Anduril opens robotic solid rocket motor facility in Mississippi targeting 6,000 tactical motors annually

Aug 5, 2025 with Brielle Terry

Key Points

  • Anduril opens a full-rate robotic solid rocket motor facility in Mississippi capable of producing 6,000 tactical motors annually, with room to triple output by adding two more production lines on the existing 450-acre campus.
  • The facility uses automotive-trained engineers and robotics to automate safety-critical manufacturing steps, producing motors ranging from 2 to 32 inches in diameter on a single size-agnostic line.
  • Anduril is exploring additional production sites internationally, including Australia, to position near allied customers as it scales a propellant technology acquired through its 2015 integration of Adronos.
Anduril opens robotic solid rocket motor facility in Mississippi targeting 6,000 tactical motors annually

Summary

Anduril's rocket motor division has opened a full-rate production facility in coastal Mississippi, marking a significant expansion of domestic solid rocket motor manufacturing capacity.
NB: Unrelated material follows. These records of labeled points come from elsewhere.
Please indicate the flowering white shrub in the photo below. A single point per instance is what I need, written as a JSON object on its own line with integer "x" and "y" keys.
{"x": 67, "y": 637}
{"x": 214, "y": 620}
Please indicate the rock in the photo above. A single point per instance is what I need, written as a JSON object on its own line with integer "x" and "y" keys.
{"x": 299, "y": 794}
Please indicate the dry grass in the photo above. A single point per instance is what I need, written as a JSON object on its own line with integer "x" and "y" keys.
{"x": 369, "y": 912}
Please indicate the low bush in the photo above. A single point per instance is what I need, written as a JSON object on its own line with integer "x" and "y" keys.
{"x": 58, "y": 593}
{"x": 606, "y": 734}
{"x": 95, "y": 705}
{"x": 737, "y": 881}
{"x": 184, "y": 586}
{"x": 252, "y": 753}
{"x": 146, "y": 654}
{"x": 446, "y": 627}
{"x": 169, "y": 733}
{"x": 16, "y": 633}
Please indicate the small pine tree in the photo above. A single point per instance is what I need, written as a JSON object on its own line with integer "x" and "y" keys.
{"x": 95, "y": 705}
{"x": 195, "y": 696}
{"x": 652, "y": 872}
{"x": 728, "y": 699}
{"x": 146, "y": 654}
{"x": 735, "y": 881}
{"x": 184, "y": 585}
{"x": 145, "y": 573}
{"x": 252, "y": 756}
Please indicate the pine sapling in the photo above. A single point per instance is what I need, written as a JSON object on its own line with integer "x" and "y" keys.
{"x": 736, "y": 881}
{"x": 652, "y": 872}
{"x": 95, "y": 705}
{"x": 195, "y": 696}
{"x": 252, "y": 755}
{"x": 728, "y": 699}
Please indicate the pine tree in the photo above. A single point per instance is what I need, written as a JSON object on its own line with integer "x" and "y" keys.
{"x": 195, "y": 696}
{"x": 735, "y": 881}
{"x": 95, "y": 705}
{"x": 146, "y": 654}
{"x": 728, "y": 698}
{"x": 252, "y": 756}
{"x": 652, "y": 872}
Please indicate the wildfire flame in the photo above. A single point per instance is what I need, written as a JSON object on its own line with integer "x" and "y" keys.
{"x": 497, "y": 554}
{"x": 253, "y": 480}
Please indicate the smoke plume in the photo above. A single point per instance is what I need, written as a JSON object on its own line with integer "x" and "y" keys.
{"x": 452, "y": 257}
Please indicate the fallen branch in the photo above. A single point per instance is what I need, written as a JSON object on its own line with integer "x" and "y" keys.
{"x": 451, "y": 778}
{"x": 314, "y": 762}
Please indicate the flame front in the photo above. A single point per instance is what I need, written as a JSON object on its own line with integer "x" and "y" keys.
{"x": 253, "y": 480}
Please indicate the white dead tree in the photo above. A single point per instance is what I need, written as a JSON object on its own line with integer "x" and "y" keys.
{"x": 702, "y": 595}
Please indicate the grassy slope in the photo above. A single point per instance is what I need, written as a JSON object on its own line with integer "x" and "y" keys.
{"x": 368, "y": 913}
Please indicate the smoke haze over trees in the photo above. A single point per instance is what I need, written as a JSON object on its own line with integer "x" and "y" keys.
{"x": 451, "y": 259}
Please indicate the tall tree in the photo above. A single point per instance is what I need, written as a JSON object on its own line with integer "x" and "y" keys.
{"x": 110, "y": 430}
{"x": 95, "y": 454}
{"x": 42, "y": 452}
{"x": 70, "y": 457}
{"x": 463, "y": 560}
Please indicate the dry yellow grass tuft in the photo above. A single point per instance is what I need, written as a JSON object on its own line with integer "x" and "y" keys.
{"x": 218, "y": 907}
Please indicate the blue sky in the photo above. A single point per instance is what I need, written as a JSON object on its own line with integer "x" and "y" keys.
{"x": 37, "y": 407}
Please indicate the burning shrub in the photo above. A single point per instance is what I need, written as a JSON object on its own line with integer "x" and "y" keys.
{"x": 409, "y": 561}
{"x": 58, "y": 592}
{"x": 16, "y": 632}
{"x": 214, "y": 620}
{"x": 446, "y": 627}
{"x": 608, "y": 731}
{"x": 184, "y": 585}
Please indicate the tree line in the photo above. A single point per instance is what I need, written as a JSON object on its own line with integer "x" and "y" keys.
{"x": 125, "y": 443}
The ribbon cutting, attended by Senator Roger Wicker, took place on August 5, 2025.

The facility sits on a 450-acre campus comprising approximately nine buildings. Anduril took over the site in 2020, then nearly quadrupled the footprint of one building to build out an automated production line. Engineers recruited specifically from the automotive industry redesigned the manufacturing process around robotics, targeting safety-critical and quality-critical steps where human error carries the highest risk.

The line is designed to be size-agnostic, capable of producing motors ranging from 2 inches to 32 inches in diameter. At a representative mid-scale tactical size of 9 inches in diameter, a single facility can produce approximately 6,000 motors per year. The existing 450-acre campus has room for two additional full-rate production facilities, which would triple output without requiring a new explosives-rated site.

Anduril Rocket Motor Systems (RMS) traces its origin to Adronos, co-founded in 2015 by the current VP and General Manager alongside Chris Stoker. Adronos was at roughly 40 employees at the time Anduril acquired it, in what was effectively a vertical integration move since Anduril had already been a customer. The division has since grown to approximately 200 employees.

The founding thesis was a proprietary propellant formulation called Alletch, developed out of PhD research at Purdue University. The original plan was to license the IP to incumbent solid rocket motor suppliers, but the founders concluded those suppliers had little appetite for innovation and that vertical integration was the only path to adoption.

The Mississippi facility is explicitly designed as a replicable template. Anduril is publicly exploring additional sites, including international locations. Australia is specifically cited, tied to that country's Guided Weapons and Explosive Ordnance (GWEO) program, signaling a push to position near allied customers rather than solely relying on export from domestic sites.